SQL Troubles: cache

Showing posts with label cache. Show all posts

21 June 2025

🏭🗒️Microsoft Fabric: Result Set Caching in SQL Analytics Endpoints [Notes] 🆕

Disclaimer: This is work in progress intended to consolidate information from various sources for learning purposes. For the latest information please consult the documentation (see the links below)!

Last updated: 21-Jun-2025

[Microsoft Fabric] Result Set Caching in SQL Analytics Endpoints

{def} built-in performance optimization for Warehouse and Lakehouse that improves read latency [1]

fully transparent to the user [3]
persists the final result sets for applicable SELECT T-SQL queries

caches all the data accessed by a query [3]
subsequent runs that "hit" cache will process just the final result set

can bypass complex compilation and data processing of the original query[1]

⇐ returns subsequent queries faster [1]

the cache creation and reuse is applied opportunistically for queries

works on

warehouse tables
shortcuts to OneLake sources
shortcuts to non-Azure sources

the management of cache is handled automatically [1]

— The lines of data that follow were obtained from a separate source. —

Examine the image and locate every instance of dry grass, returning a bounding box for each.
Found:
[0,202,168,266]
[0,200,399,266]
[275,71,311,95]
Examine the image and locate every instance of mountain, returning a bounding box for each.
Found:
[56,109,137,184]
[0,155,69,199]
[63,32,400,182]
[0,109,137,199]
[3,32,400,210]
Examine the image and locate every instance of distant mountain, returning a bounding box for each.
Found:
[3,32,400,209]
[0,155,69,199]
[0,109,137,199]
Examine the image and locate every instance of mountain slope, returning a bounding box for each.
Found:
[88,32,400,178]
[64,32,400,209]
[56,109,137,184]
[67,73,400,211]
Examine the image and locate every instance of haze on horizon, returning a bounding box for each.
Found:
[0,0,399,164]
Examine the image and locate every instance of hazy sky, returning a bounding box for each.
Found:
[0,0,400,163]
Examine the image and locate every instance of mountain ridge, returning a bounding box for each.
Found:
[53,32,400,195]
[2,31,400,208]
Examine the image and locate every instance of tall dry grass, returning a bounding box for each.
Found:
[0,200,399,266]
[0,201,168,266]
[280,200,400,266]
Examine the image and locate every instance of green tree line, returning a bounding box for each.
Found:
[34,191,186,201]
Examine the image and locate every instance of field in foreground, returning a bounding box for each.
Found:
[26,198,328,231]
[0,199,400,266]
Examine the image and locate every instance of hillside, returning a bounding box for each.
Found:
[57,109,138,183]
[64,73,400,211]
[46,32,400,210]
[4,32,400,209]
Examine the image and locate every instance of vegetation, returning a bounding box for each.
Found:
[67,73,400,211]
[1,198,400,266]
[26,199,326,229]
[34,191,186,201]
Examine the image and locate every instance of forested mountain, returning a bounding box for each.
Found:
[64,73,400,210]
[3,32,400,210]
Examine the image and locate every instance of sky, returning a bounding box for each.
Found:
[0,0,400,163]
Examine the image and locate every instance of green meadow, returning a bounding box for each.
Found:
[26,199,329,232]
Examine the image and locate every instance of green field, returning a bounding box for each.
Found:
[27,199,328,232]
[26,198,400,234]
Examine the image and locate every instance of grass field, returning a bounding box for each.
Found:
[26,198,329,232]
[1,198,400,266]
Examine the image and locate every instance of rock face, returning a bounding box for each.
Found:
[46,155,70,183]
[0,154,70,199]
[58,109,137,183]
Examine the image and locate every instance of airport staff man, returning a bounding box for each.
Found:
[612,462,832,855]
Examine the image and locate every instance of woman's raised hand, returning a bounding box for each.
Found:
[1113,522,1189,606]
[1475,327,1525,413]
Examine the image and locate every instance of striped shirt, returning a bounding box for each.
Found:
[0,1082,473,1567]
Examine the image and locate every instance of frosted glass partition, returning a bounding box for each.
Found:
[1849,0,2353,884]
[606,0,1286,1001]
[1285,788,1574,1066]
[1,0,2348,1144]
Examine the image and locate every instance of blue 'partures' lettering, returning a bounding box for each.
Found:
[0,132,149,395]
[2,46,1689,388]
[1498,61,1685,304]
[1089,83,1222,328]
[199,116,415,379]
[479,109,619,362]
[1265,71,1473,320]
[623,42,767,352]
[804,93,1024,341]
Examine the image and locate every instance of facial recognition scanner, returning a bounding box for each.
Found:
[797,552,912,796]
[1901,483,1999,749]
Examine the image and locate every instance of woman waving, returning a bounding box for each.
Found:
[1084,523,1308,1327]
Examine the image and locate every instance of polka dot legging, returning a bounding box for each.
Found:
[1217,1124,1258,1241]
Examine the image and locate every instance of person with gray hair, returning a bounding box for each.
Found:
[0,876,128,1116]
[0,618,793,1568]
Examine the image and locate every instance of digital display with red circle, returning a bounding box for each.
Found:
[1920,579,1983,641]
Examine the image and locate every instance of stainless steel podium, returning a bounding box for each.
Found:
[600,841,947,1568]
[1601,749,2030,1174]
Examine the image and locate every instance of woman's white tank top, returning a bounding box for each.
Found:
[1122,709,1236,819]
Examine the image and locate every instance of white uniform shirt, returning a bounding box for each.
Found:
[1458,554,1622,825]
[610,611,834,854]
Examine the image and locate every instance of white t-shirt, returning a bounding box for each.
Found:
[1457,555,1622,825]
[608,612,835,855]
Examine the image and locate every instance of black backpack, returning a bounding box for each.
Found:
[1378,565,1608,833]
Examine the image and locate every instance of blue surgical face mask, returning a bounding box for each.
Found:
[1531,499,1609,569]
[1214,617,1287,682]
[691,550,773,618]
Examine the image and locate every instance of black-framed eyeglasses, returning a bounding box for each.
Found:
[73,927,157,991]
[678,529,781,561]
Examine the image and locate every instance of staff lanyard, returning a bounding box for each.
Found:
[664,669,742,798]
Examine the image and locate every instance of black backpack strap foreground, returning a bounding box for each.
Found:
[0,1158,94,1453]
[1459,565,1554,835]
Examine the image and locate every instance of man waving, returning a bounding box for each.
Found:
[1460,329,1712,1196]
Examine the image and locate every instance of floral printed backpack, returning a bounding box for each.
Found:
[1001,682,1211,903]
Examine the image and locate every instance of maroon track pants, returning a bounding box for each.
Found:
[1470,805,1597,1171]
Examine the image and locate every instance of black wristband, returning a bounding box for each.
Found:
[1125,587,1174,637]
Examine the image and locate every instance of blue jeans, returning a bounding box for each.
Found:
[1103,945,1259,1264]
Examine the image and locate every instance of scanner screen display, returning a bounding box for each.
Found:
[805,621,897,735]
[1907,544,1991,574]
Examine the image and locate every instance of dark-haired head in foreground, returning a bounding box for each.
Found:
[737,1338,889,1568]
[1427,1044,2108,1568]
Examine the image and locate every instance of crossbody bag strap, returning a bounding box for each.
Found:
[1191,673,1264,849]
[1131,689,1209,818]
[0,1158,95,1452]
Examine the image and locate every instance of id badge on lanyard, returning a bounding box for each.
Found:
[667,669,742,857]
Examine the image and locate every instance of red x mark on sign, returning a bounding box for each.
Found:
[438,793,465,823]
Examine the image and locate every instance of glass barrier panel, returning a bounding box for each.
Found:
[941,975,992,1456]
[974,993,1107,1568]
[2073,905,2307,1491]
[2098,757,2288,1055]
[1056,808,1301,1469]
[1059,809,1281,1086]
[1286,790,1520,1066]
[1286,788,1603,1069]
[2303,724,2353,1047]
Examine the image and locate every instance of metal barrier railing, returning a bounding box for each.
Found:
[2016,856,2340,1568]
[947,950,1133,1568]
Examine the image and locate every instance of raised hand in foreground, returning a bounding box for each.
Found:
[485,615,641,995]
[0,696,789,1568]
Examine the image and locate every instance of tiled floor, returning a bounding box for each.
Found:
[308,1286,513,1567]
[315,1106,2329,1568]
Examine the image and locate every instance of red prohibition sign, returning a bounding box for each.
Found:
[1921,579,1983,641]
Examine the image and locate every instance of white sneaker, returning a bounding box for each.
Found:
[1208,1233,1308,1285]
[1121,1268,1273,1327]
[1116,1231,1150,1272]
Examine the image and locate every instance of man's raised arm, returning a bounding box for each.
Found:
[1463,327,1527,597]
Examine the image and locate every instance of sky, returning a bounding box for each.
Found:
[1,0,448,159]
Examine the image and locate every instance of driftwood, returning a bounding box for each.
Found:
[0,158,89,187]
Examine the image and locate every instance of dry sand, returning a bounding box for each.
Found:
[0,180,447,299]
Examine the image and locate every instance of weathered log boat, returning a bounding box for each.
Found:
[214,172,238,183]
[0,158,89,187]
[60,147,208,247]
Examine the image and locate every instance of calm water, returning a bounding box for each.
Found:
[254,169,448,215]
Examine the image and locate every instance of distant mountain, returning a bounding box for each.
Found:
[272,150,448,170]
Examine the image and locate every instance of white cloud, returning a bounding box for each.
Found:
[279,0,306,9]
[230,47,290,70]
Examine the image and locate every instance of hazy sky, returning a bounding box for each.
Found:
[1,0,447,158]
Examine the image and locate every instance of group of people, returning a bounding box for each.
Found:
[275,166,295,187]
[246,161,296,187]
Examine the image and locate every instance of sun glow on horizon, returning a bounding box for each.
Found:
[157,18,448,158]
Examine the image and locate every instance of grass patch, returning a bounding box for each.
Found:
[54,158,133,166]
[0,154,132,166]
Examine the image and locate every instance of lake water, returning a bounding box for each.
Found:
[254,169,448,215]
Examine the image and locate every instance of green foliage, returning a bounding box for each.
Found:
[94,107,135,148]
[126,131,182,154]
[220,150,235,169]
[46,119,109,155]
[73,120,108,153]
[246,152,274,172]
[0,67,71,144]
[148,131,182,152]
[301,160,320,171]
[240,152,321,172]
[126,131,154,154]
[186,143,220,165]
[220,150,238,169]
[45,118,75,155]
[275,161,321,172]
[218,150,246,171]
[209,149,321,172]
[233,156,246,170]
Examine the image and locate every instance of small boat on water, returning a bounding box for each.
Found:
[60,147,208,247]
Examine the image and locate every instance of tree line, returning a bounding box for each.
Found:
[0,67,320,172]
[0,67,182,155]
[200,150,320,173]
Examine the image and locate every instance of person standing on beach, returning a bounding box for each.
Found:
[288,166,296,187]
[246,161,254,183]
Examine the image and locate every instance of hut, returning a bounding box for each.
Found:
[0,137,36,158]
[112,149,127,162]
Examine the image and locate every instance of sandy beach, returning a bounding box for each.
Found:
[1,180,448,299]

regularly evicts cache as needed

as data changes, result consistency is ensured by invalidating cache created earlier [1]

{operation} enable setting

via ALTER DATABASE <database_name> SET RESULT_SET_CACHING ON

{operation} validate setting

via SELECT name, is_result_set_caching_on FROM sys.databases

{operation} configure setting

configurable at item level

once enabled, it can then be disabled

at the item level
for individual queries

e.g. debugging or A/B testing a query

via OPTION ( USE HINT ('DISABLE_RESULT_SET_CACHE')

{default} during the preview, result set caching is off for all items [1]

[monitoring]

via Message Output

applicable to Fabric Query editor, SSMS
the statement "Result set cache was used" is displayed after query execution if the query was able to use an existing result set cache

via queryinsights.exec_requests_history system view

result_cache_hit displays indicates result set cache usage for each query execution [1]

{value} 2: the query used result set cache (cache hit)
{value} 1: the query created result set cache
{value} 0: the query wasn't applicable for result set cache creation or usage [1]

{reason} the cache no longer exists
{reason} the cache was invalidated by a data change, disqualifying it for reuse [1]
{reason} query isn't deterministic

isn't eligible for cache creation [1]

{reason} query isn't a SELECT statement

[warehousing]

{scenario} analytical queries that process large amounts of data to produce a relatively small result [1]
{scenario} workloads that trigger the same analytical queries repeatedly [1]

the same heavy computation can be triggered multiple times, even though the final result remains the same [1]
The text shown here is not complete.